Je commence ma série de portraits par ce Spinassien historique car il m’a marqué par son engagement, sa ténacité, ses convictions, et sa passion pour l’Autre.

Il m’a offert son livre « Epinay-sur-Seine : Un peu d’histoire » et j’ai vu ma ville autrement.
Il a fait un travail remarquable comme le disent ses amis et proches.

Roger a fait ce livre « à la main », « avec temps », « précision », « tendresse », « larmes , avec « nostalgie et gros sur la patate » et d’autres mots encore avaient traversé son esprit lors de nos nombreuses rencontres au « Café des Mobiles » le dimanche matin.

Roger était un vrai communiste, militant syndical bien sûr à la CGT, élu conseiller municipal puis adjoint au maire chargé des fêtes et cérémonies de 1983 à 2001. Il a travaillé dans l’artisanat, puis l’industrie toute sa vie durant.

Il a transmis le goût de l’Histoire de ma ville et ses personnages historiques.

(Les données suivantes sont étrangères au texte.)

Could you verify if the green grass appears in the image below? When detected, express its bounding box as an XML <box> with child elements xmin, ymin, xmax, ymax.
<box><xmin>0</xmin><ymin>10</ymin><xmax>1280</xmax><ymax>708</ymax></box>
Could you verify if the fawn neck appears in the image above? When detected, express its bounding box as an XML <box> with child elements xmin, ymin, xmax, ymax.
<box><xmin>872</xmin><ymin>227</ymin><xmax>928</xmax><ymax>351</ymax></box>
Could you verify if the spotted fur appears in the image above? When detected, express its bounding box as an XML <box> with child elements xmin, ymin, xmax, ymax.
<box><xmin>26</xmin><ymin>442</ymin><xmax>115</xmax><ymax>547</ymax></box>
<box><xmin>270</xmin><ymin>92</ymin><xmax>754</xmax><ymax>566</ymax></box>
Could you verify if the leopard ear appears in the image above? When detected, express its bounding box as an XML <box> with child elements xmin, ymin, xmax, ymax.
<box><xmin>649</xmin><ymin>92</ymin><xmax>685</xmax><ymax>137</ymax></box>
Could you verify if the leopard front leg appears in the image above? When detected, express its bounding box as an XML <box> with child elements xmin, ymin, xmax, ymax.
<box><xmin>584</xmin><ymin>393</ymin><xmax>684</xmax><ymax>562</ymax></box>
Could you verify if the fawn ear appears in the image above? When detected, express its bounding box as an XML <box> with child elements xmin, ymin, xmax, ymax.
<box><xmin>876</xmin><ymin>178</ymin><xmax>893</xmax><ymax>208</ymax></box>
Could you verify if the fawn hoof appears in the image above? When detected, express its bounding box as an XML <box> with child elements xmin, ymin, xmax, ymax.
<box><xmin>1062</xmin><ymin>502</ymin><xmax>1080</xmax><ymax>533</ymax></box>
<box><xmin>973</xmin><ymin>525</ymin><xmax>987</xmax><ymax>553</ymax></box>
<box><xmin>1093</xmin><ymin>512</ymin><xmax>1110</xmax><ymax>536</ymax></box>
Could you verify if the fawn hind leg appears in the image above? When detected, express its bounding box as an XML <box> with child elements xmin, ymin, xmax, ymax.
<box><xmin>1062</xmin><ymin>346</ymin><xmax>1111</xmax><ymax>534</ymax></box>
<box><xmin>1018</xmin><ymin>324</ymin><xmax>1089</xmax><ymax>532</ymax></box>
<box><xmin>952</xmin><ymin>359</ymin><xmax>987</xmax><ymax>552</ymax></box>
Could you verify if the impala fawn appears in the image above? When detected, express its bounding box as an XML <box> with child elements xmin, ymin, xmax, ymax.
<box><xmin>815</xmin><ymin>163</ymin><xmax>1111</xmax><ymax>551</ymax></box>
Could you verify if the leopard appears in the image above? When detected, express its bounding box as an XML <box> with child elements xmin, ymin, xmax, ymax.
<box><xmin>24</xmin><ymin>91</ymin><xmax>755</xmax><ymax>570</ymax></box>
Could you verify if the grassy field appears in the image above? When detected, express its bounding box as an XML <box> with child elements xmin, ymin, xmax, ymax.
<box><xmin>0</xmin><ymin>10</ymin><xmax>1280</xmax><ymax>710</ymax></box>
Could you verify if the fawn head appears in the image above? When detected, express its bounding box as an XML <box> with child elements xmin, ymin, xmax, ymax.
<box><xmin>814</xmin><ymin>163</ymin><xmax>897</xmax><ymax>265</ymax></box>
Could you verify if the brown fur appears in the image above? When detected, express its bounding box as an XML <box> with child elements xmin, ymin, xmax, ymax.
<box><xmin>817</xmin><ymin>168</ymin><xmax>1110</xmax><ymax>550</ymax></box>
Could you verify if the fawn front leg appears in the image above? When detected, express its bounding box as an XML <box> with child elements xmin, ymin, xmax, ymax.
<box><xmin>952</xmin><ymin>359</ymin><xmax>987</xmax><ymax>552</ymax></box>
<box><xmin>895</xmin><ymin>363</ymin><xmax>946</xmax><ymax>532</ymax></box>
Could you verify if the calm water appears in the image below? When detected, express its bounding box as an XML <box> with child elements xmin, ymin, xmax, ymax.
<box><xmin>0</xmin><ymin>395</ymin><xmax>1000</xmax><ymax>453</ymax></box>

Roger parle pour toute une génération de jeunes d’Epinay sur Seine dans son livre, il nous a fait une visite historique de notre ville, de « l’avenue de la République » en passant l’ « avenue de Lattre de Tassigny ».Tous les quartiers y étaient passés : Orgemont, La Briche – Blumenthal, La Source – Les Presles, Les Econdeaux, le Centre-Ville. De l’Eglise Saint-Médard aux nombreux monuments aux morts de la 1ère et 2nde guerre mondiale, les personnages et élus de la société civile, les fleuves, les ponts, les places, les magasins, les zones agricoles, les HLM, les habitants. Epinay, comme Roger le souligne, a été de toutes les périodes historiques depuis le Moyen-Age !

La constance de son engagement et la clarté de ses idées communistes étaient pures dans le fond et la forme sans opportunisme ni vantardise ni calcul politicien. C’est un exemple pour moi qui est invité à discuter avec Roger depuis tout jeune. La loyauté et la fidélité à sa ligne politique et associative en font un exemple pour moi. C’est ce que je retiens de Roger. C’est que tôt ou tard la lutte paie de ton vivant ou après ta mort.

Transmettre c’est son mot d’ordre, il me disait que nous les jeunes ne devions pas nous laisser aller, nous devions aller chercher les responsabilités et les prendre pleinement, nous engager dans notre société, que ni la couleur de peau ni la religion ne devaient être un frein.

Roger disait qu’il faut aller manifester, il faut être sur le terrain « sentir le peuple et le charbon ». Il disait que notre génération a le devoir de perpétuer la mémoire des Ainé(e)s et leur combat pour les droits de la Femme et de l’Homme. Roger croyait fermement en l’Humain.
Nous avons terminé notre dernier café le dimanche 14 décembre à Boulevard Foch par son livre qu’il m’a dédicacé et offert.

Ces mots universels de Jean Jaurès: « Le courage, c’est de chercher la vérité et de la dire ».